JuliaText / TextAnalysis.jl

Julia package for text analysis
Other
373 stars 95 forks source link

Use datadeps for AvgPerceptronTagger, add pos tagging over document types #166

Closed Ayushk4 closed 4 years ago

Ayushk4 commented 5 years ago

I have switched to using datadeps instead of storing weights locally, similar to the NER API. As of now, I am directly taking it from version control history, but perhaps it could be released as an asset.

Ayushk4 commented 4 years ago

Thanks for the review, I will make the changes ASAP.

Ayushk4 commented 4 years ago

@aviks I have made the suggested changes.

I also provided POS Tagger support over various Document types and String types, updated tests, docstrings and Documentation for the same.

Please review this (since there will be some merge conflicts with #167_Comment )

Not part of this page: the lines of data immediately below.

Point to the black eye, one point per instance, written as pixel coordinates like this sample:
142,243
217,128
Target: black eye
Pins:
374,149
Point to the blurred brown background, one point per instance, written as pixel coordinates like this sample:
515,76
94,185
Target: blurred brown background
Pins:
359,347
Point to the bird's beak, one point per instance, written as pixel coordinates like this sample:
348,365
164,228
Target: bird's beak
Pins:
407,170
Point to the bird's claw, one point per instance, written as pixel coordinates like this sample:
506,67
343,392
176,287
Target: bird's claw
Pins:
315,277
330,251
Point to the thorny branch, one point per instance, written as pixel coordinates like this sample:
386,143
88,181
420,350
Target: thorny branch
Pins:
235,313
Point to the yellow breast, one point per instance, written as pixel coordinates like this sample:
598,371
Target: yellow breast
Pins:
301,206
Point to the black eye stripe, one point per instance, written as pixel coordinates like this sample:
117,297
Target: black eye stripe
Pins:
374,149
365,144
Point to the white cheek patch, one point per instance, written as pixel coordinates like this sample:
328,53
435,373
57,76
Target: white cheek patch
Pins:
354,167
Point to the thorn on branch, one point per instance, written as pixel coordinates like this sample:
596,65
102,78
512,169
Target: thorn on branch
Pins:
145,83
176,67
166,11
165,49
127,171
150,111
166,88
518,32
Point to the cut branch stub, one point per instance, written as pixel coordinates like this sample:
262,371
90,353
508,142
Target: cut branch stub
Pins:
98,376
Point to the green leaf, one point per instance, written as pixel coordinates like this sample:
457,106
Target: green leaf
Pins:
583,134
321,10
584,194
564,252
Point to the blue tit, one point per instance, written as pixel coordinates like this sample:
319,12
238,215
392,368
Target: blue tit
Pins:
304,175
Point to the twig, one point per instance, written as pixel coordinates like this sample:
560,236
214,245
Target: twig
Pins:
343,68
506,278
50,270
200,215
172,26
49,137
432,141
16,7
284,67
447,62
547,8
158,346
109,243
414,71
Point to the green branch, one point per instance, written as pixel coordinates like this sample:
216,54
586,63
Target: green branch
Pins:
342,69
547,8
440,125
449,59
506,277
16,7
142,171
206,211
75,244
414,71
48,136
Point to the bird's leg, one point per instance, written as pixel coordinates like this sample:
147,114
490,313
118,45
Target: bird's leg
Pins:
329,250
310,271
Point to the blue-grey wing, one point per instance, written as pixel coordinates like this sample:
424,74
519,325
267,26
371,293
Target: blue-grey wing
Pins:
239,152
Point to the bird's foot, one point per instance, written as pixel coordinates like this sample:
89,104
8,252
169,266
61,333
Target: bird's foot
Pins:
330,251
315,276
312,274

Ayushk4 commented 4 years ago

As of now, the AvgPerceptronTagger is taking the weights from the git version control history (link). It may be neater to release the file as an asset on GitHub (similar to MetalHead.jl).

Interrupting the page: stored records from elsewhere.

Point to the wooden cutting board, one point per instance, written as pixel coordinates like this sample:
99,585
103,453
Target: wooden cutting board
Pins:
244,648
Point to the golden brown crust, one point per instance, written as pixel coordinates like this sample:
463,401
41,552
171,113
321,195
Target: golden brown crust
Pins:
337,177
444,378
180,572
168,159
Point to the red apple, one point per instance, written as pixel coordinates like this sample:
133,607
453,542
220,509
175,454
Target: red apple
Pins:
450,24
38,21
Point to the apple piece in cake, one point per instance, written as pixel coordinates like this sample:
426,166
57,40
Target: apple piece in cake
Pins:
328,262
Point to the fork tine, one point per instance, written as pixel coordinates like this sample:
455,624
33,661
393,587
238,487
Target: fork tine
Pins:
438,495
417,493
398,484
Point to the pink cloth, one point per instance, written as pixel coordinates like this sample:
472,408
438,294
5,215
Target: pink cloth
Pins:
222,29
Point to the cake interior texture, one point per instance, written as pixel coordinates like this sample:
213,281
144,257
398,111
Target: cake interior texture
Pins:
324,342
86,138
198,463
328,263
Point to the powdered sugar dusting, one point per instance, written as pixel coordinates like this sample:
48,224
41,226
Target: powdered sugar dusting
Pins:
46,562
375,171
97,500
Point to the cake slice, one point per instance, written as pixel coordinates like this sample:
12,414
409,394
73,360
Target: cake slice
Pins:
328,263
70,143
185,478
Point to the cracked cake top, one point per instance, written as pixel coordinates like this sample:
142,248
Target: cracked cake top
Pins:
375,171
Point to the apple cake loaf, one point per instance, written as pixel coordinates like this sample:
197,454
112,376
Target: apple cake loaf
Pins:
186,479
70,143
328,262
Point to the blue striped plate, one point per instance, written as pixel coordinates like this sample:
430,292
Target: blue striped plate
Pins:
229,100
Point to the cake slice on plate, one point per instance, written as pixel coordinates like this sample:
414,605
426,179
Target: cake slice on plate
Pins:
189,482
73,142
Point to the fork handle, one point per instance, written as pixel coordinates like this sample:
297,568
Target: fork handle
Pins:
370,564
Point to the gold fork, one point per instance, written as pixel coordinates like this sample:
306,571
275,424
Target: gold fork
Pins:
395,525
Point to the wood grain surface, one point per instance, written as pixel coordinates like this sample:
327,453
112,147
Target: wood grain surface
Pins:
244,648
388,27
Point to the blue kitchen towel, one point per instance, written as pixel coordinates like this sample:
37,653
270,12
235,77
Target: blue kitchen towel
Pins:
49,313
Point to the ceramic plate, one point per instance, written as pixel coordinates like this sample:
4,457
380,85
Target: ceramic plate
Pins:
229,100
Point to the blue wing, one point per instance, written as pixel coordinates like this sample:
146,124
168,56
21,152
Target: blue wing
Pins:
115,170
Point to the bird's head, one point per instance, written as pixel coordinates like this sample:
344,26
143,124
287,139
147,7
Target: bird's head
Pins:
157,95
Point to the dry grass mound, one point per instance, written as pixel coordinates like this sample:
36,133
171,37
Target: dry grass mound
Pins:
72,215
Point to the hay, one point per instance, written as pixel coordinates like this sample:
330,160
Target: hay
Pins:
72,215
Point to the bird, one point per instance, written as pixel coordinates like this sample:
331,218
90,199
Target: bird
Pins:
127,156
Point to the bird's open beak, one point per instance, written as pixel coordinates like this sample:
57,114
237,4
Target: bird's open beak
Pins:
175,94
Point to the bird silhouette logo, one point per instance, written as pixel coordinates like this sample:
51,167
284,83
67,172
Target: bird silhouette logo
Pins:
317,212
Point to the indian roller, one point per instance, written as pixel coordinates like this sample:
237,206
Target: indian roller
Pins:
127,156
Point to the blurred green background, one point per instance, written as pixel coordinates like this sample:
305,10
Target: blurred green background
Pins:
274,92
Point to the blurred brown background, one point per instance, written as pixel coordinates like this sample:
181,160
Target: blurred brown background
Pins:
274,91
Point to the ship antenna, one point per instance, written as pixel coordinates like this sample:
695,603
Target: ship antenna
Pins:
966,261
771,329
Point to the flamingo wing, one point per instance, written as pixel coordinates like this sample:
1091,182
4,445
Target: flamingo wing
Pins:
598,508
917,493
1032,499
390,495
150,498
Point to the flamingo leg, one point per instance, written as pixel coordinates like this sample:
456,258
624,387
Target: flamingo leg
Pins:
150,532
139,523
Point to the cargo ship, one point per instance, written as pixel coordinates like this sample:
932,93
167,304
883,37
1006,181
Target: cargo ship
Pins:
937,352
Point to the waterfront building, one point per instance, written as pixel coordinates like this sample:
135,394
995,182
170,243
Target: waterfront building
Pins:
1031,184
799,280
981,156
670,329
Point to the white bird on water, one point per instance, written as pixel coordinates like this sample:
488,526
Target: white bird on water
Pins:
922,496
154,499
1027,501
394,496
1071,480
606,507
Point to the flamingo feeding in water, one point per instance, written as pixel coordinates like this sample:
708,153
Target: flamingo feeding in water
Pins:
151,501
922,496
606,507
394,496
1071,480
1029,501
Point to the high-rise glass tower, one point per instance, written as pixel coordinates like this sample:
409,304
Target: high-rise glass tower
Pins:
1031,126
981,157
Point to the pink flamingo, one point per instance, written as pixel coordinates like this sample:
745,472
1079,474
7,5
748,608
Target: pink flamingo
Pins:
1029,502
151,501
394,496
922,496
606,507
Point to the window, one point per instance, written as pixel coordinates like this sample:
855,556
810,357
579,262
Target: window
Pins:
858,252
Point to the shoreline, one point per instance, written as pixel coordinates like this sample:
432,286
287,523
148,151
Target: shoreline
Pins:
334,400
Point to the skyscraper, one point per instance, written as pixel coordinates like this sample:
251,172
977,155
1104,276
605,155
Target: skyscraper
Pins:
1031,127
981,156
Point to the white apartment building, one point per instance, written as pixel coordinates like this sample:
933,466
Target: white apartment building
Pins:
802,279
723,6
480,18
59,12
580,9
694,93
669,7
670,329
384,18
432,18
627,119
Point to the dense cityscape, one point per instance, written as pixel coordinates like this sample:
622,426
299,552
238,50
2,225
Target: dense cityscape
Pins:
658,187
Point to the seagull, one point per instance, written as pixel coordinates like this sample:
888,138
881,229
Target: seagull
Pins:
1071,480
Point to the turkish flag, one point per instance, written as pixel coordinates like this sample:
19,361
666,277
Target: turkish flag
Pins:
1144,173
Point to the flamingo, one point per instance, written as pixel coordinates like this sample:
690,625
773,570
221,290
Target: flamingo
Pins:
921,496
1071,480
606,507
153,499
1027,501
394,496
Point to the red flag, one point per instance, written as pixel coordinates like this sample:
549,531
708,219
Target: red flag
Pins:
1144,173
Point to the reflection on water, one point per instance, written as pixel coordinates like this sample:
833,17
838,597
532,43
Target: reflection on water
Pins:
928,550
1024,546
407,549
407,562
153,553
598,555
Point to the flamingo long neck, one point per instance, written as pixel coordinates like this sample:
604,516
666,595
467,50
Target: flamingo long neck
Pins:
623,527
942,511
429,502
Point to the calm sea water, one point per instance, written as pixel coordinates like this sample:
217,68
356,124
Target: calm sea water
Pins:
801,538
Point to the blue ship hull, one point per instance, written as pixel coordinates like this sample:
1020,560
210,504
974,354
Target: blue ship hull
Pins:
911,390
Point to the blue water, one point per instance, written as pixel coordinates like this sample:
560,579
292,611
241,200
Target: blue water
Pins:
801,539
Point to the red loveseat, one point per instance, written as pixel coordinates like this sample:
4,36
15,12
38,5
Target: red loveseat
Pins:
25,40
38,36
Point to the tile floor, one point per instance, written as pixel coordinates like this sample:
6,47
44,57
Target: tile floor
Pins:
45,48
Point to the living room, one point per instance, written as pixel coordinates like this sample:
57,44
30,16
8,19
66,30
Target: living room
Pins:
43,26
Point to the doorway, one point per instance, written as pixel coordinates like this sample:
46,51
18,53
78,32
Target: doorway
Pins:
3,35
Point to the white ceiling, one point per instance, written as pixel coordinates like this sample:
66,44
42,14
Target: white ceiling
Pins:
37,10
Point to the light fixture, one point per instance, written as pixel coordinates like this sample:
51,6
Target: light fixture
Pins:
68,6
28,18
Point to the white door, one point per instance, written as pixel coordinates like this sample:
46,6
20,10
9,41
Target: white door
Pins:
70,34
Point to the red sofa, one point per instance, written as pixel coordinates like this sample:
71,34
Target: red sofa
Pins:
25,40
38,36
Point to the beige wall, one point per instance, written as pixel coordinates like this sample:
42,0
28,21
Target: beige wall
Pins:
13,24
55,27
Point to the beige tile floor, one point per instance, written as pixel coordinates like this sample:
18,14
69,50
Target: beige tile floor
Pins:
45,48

Also, various other NLP libraries like SpaCy use avg perceptron tagger from POS. Maybe the model weights from these libraries along with one we currently provide could be tested, and then the best one could be made available from this package. Once this is done, we can release the weights.

aviks commented 4 years ago

release the file as an asset on GitHub

I have added the file (zipped) into a release on this package.

https://github.com/JuliaText/TextAnalysis.jl/releases/download/v0.6.0/pretrainedMod.bson.zip

Ayushk4 commented 4 years ago

I have changed the link to the Perceptrony Tagger weights.